Monsieur Daniel Aeberli :
Artiste peintre
Ma
passion pour le dessin date de quand j’étais tout petit. Quand mes parents
allaient se promener, je préférais rester à la maison à gribouiller, à copier
les grands Maîtres, déjà les grands Maîtres… Je me souviens d’un tableau avec
un cheval, d’Hodler, je crois, et j’avais recopié avec des carrés ce cheval et
ensuite mes parents m’ont offert une boîte de peintures à l’huile, à Noël, à
l’âge de douze ans.
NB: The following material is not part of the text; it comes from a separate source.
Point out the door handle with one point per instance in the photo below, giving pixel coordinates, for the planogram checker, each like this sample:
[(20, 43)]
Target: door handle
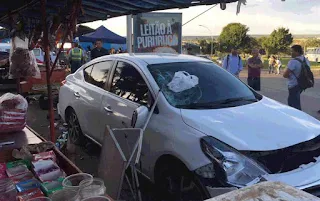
[(76, 94), (108, 109)]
Noël se faisait l’après-midi et à huit heures, j’ai commencé
de peindre le Cervin. D’ailleurs, c’est la seule et unique fois que j’ai peint
le Cervin.
Ensuite
j’ai continué la peinture jusqu’à quinze ans. Après comme d’habitude, la
peinture ne nourrit pas son homme et le papa a dit : « Tu ferais
mieux de faire ton gymnase et un bac et après on verra ! » Ma
réaction, je n’ai plus du tout touché un crayon, j’ai courbé souvent les leçons
de peinture au Gymnase. Ensuite, j’ai eu mon bac. À l’époque, c’était un bac
pédagogique qui état censé mener à l’enseignement. Je n’avais pas d’atome
crochu avec l’enseignement et à dix-huit ans, je suis parti en stop autour de
l’Europe, parce que j’avais raté mon bac à cause de l’allemand. J’étais portier
de nuit en Allemagne.
Mais
lors de ces périples, toujours, j’entrais dans les musées admirer les œuvres.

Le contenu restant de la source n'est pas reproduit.